Los hay que cierran, y con orgullo, tascas y bares. Javi Ramírez cerraba a diario el patio de aquel colegio. Jugaba todos los partidos jugables, y, cuando el cemento con rayas se quedaba desierto de pelotas y chillidos, se dedicaba a regatear centrales inexistentes o a disputar reñidos combates baloncestísticos contra sí mismo (según el balón que tuviera), con la sola compañía del hermano Valerio, eterno centinela del patio.
Al final (a veces, muy al final), siempre aparecía alguien en un coche caro para llevárselo a aquella remota urbanización donde no llegaban los autobuses.
Don José Luis Ramírez y doña Elisa Petrabal vivían por encima de sus posibilidades. Apenas podían permitirse esa casa adosada, esos coches con estrella y un hijo feliz. Letras de dinero y cariño que pagaban tarde y mal.

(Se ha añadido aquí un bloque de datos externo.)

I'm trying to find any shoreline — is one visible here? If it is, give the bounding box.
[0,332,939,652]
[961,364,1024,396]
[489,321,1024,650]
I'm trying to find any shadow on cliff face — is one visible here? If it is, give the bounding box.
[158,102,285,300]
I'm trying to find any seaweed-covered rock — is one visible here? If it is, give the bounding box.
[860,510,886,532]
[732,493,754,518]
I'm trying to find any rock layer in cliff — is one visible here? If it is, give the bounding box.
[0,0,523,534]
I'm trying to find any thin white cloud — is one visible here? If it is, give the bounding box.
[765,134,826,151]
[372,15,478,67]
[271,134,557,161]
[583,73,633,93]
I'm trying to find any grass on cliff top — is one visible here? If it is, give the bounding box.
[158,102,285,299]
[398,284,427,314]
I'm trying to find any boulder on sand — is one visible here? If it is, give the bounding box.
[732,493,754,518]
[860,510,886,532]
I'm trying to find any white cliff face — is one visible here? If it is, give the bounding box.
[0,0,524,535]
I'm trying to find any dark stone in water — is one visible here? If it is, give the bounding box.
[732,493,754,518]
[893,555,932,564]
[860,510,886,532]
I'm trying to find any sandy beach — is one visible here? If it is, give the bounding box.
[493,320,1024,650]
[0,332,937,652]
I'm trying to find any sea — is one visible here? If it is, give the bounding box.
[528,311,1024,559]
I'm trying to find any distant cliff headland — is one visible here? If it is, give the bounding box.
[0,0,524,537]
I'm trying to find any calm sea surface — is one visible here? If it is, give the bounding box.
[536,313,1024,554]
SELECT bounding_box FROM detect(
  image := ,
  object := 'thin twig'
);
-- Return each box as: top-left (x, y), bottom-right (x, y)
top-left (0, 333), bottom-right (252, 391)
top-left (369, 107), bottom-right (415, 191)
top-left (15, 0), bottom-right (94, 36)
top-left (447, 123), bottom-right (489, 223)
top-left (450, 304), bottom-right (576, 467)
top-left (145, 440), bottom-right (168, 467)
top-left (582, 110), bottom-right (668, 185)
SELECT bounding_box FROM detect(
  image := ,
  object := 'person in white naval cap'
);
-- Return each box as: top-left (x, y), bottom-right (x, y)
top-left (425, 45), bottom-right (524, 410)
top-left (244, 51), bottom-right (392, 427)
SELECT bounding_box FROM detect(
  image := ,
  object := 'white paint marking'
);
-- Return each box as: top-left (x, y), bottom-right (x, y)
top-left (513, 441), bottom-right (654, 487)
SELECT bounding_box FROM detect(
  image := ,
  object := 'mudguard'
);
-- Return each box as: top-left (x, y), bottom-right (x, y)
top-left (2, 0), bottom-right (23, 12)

Javi Ramírez tenía las zapatillas más caras del mercado. Todas. Y había estado en Nueva York (tres veces). Sus padres lo llamaba "compensación".
Los señores de Ramírez se veían poco. Lo justo para discutir sobre quién trabajaba más y estaba más ocupado. Lo justo para decidir cuál tenía derecho a sentirse menos culpable.
Javi Ramírez los escuchaba a través de la pared. Era una sensación agridulce. Le daba pena que sus papás se liaran a voces. Pero también sabía que las broncas eran presagio de "compensación". Y eso molaba.